Chimezie Ogbuji (Cleveland Clinic Foundation)
Applications Amphitheatre A
Chair: Dave Beckett (Yahoo!)

XML-powered Exhibit: A Case Study of JSON & XML Coexistence

JSON and XML are often presented as mutually exclusive data exchange representations each with their own set of advantages. XML is highly expressive, widely supported, and a placeholder for a whole spectrum of technological capabilities. JSON’s syntax is light-weight, intuitive, and as a subset of Javascript, supported in almost every web browser natively. The goal of XML as the flag-bearing data exchange format for the web has fallen quite short of the original goal and instead imperative scripting has become the primary mechanism for rich dynamic content on the web.

However, light-weight data publishing frameworks such as Simile Exhibit demonstrate an alternative, declarative means for driving dynamic content JSON. This presentation demonstrates how web authors can have their cake and eat it too by extracting JSON from XML to facilitate the use of frameworks (such as Exhibit) that understand JSON natively and can be deployed with ease on a majority of web browsers.
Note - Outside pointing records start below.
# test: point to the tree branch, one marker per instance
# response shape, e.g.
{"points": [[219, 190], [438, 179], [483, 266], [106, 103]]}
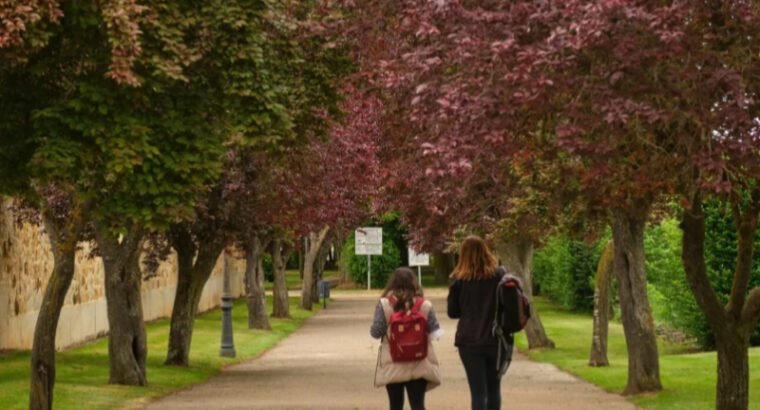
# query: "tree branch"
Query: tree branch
{"points": [[746, 227], [751, 313], [693, 257]]}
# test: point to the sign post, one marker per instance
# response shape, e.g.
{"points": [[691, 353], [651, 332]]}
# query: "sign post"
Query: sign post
{"points": [[418, 260], [369, 241]]}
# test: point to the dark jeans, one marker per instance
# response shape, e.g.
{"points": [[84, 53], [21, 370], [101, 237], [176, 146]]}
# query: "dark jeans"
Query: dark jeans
{"points": [[414, 388], [482, 376]]}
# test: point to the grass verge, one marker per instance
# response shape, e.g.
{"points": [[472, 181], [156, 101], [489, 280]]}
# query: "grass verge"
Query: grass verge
{"points": [[82, 373], [688, 378]]}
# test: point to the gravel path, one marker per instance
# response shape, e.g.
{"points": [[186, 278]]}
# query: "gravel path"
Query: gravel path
{"points": [[329, 364]]}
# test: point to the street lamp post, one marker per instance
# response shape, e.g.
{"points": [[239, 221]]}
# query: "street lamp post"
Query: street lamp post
{"points": [[228, 344]]}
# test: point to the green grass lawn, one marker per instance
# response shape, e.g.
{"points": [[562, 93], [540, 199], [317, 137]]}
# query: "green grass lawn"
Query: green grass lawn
{"points": [[293, 279], [83, 372], [688, 378]]}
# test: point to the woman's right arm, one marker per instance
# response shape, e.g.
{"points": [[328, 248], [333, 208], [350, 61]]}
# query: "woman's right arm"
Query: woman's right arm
{"points": [[379, 327], [453, 309]]}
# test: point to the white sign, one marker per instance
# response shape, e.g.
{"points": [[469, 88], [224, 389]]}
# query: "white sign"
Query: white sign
{"points": [[418, 259], [369, 241]]}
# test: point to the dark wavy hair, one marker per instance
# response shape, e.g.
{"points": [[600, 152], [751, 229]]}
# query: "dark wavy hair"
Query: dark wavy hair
{"points": [[404, 287]]}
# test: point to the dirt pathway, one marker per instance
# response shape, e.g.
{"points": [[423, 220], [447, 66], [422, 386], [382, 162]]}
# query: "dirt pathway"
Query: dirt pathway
{"points": [[329, 364]]}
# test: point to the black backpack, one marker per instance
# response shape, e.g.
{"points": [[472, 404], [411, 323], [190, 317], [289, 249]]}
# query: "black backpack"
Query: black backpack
{"points": [[512, 314]]}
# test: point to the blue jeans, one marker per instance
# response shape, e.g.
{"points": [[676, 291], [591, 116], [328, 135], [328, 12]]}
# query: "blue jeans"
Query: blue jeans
{"points": [[482, 376]]}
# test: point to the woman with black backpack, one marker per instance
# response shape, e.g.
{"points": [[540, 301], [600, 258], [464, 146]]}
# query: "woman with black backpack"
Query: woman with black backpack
{"points": [[472, 300], [406, 323]]}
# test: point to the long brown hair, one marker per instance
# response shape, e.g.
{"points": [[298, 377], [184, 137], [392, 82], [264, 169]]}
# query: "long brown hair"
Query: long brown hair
{"points": [[475, 260], [404, 287]]}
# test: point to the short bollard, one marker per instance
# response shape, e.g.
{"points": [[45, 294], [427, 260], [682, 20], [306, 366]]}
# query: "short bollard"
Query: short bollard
{"points": [[324, 291], [228, 344]]}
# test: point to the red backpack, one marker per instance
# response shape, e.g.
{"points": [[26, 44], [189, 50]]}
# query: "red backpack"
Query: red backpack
{"points": [[407, 333]]}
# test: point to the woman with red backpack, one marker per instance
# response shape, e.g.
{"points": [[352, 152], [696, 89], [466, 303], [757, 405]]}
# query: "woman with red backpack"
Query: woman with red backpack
{"points": [[405, 322], [472, 300]]}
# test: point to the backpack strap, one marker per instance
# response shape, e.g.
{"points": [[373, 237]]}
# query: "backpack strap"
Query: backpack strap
{"points": [[387, 309], [418, 305]]}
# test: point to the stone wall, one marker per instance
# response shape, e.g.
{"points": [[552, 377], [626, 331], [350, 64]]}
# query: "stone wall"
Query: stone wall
{"points": [[25, 265]]}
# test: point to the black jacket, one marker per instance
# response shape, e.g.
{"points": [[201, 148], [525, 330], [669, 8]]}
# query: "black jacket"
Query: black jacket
{"points": [[473, 302]]}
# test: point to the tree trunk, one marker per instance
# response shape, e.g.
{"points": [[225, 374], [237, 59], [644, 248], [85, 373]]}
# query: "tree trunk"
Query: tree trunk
{"points": [[127, 344], [444, 265], [192, 275], [733, 369], [280, 252], [310, 256], [733, 324], [517, 256], [636, 315], [63, 241], [602, 307], [254, 281]]}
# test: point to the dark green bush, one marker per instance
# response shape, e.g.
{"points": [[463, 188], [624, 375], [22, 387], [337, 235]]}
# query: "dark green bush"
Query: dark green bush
{"points": [[268, 268], [382, 265], [564, 269], [665, 272]]}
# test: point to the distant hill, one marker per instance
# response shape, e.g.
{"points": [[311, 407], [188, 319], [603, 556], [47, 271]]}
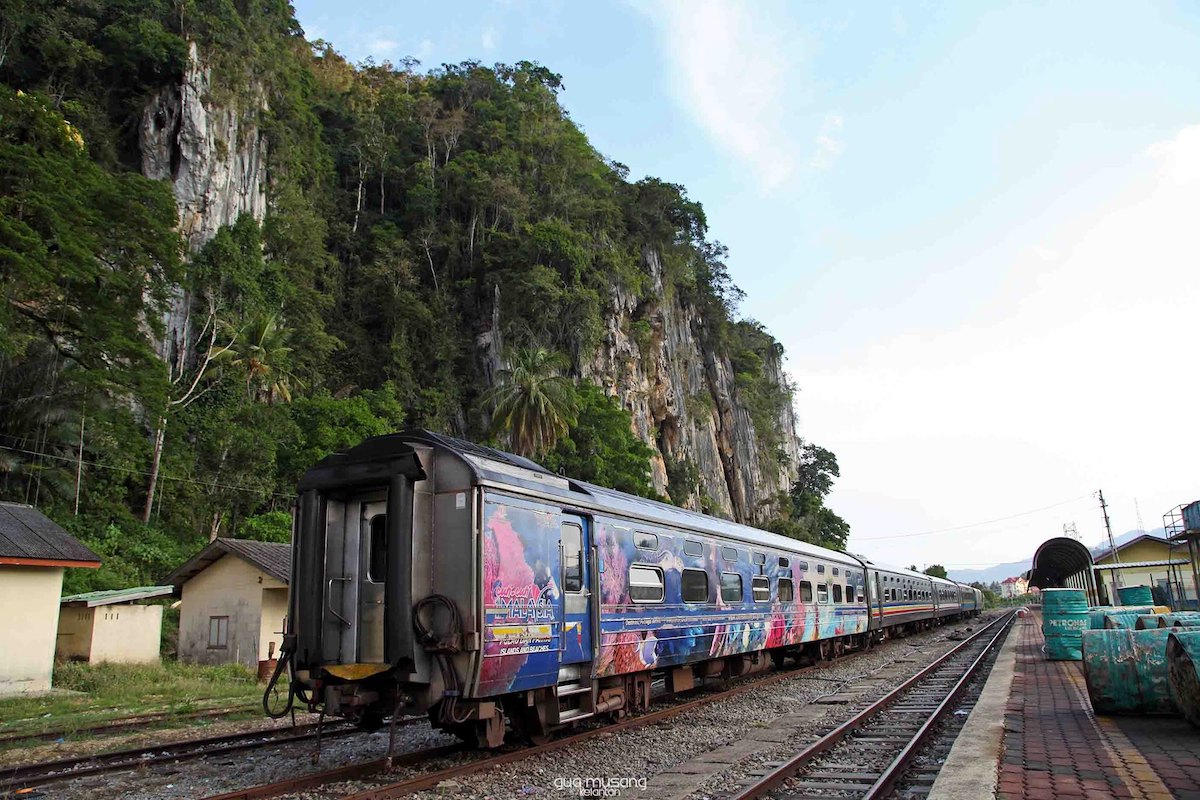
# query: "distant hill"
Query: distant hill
{"points": [[1011, 569], [989, 573]]}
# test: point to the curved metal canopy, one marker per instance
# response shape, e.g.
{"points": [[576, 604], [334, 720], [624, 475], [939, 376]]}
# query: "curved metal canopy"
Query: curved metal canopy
{"points": [[1056, 560]]}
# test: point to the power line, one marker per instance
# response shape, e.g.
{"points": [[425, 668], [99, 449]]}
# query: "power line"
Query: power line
{"points": [[210, 485], [973, 524]]}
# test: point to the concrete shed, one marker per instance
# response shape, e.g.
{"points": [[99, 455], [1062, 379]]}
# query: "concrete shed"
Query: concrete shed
{"points": [[34, 551], [114, 626], [234, 601]]}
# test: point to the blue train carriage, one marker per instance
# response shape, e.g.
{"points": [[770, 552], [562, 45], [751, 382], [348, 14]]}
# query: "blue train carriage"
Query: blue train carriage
{"points": [[433, 576]]}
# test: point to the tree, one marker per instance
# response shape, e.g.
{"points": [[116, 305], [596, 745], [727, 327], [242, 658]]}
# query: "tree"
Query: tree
{"points": [[258, 356], [601, 447], [534, 405]]}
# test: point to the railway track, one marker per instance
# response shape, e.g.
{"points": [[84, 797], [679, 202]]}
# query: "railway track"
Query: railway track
{"points": [[15, 779], [869, 755], [123, 725], [430, 780]]}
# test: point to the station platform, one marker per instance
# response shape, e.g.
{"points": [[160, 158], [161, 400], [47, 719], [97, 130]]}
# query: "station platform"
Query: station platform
{"points": [[1032, 735]]}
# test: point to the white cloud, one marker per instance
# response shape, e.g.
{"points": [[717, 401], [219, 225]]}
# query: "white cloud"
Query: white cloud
{"points": [[828, 145], [729, 73], [382, 47], [1081, 378]]}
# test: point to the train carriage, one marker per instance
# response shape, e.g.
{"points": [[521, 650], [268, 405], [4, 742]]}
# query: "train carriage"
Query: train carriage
{"points": [[436, 576]]}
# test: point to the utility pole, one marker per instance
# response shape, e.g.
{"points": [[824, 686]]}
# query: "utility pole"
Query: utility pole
{"points": [[1113, 547]]}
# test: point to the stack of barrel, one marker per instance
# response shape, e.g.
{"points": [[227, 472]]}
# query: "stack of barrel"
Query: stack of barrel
{"points": [[1144, 661]]}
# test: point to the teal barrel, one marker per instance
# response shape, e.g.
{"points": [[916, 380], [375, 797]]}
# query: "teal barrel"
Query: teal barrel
{"points": [[1063, 617], [1183, 672], [1096, 614], [1135, 596], [1122, 619], [1126, 671]]}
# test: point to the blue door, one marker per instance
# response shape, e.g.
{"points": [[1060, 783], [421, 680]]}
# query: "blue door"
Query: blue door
{"points": [[575, 543]]}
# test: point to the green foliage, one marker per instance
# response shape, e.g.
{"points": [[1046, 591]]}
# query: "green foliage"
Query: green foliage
{"points": [[270, 527], [802, 511], [600, 446], [534, 405], [413, 216]]}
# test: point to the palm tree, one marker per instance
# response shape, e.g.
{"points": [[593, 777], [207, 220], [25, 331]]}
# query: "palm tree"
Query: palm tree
{"points": [[534, 403], [259, 353]]}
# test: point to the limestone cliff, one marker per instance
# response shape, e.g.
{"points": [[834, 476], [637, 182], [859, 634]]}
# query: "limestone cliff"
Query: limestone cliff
{"points": [[215, 157], [682, 395], [685, 403]]}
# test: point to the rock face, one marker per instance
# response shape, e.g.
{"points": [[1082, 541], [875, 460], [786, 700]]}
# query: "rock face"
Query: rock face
{"points": [[685, 404], [682, 395], [215, 157]]}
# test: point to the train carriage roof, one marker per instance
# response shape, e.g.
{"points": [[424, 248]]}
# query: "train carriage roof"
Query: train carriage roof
{"points": [[499, 469]]}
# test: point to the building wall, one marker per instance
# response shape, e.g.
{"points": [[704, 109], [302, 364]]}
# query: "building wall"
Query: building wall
{"points": [[1149, 576], [75, 633], [229, 587], [126, 633], [29, 596], [275, 609]]}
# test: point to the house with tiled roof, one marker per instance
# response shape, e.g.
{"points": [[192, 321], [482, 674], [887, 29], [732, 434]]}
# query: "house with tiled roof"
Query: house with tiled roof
{"points": [[34, 552], [1014, 587], [234, 601]]}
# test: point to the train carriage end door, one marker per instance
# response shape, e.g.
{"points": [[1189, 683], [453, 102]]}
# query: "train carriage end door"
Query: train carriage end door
{"points": [[576, 548]]}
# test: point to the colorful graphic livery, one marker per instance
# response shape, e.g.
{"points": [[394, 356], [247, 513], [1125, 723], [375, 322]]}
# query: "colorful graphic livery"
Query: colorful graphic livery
{"points": [[436, 576]]}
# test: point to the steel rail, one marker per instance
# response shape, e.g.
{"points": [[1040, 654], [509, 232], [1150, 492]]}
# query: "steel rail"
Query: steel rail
{"points": [[24, 776], [894, 770], [778, 776]]}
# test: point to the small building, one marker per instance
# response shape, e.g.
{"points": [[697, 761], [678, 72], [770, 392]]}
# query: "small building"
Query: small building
{"points": [[34, 551], [1014, 587], [234, 601], [1151, 561], [114, 626]]}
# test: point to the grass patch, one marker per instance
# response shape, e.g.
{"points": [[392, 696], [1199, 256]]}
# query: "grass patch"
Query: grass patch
{"points": [[108, 691]]}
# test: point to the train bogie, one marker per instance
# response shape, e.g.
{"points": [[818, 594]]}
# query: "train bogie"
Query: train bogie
{"points": [[438, 577]]}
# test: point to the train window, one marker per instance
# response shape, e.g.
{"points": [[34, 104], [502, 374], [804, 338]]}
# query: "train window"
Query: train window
{"points": [[731, 588], [645, 584], [377, 557], [571, 536], [694, 587], [786, 590], [646, 541]]}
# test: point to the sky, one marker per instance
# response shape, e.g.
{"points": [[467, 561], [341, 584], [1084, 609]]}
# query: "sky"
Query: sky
{"points": [[975, 228]]}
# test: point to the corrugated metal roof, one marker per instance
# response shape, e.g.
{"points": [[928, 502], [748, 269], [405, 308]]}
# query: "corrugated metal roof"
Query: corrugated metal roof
{"points": [[1135, 565], [273, 558], [25, 533], [109, 596]]}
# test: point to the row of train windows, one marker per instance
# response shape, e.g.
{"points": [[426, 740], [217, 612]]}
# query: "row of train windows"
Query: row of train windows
{"points": [[646, 541], [646, 585]]}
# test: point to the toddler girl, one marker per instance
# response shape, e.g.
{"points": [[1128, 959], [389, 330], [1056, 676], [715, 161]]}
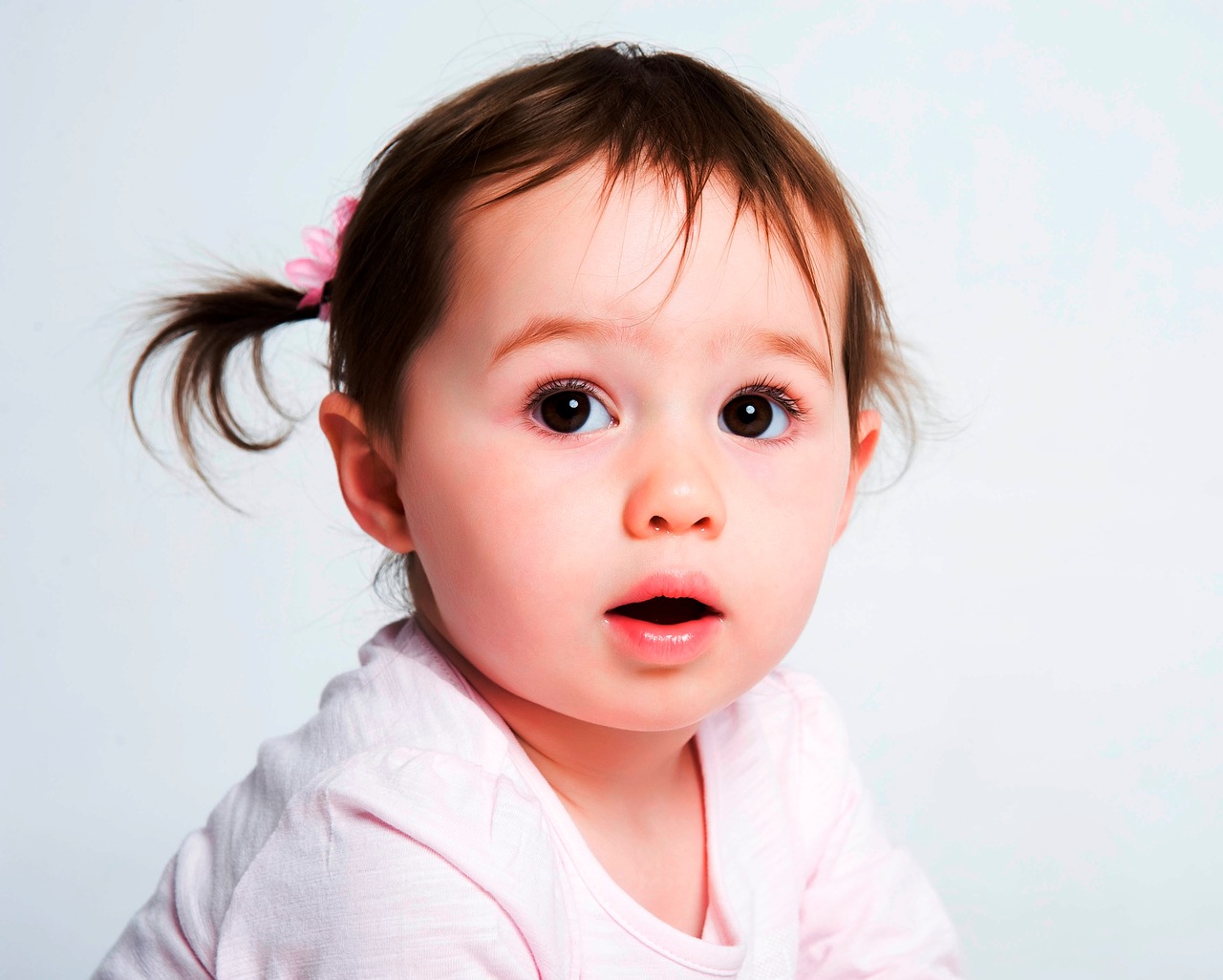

Such an extraction can be facilitated rather easily with XSLT in such a way that dynamic, interactive, and highly portable user interfaces can be served to and driven solely from the client-side, leaving the heavy-weight lifting to an XML-oriented database. The primary value of such a deployment approach is in emphasizing the relative strengths of XML and JSON in tandem rather than opposition.

Chimezie Ogbuji

Cleveland Clinic Foundation

Born January 1977 in Cleveland, OH, Chimezie is a first-generation son of Nigerian immigrants. He moved (with his family) to Nigeria in 1980 where he was introduced to computers (and software programming) at a young age. Upon returning to the United States in 1990, his interest in Engineering and Computers eventually led him to attain a degree in Computer Engineering. As a software consultant for Fourthought Inc. from 2000 – 2002, his interest in XML related technologies was established. He currently is working for the Cleveland Clinic Foundation doing XML & RDF related research on Knowledge Management technologies for computerized patient records.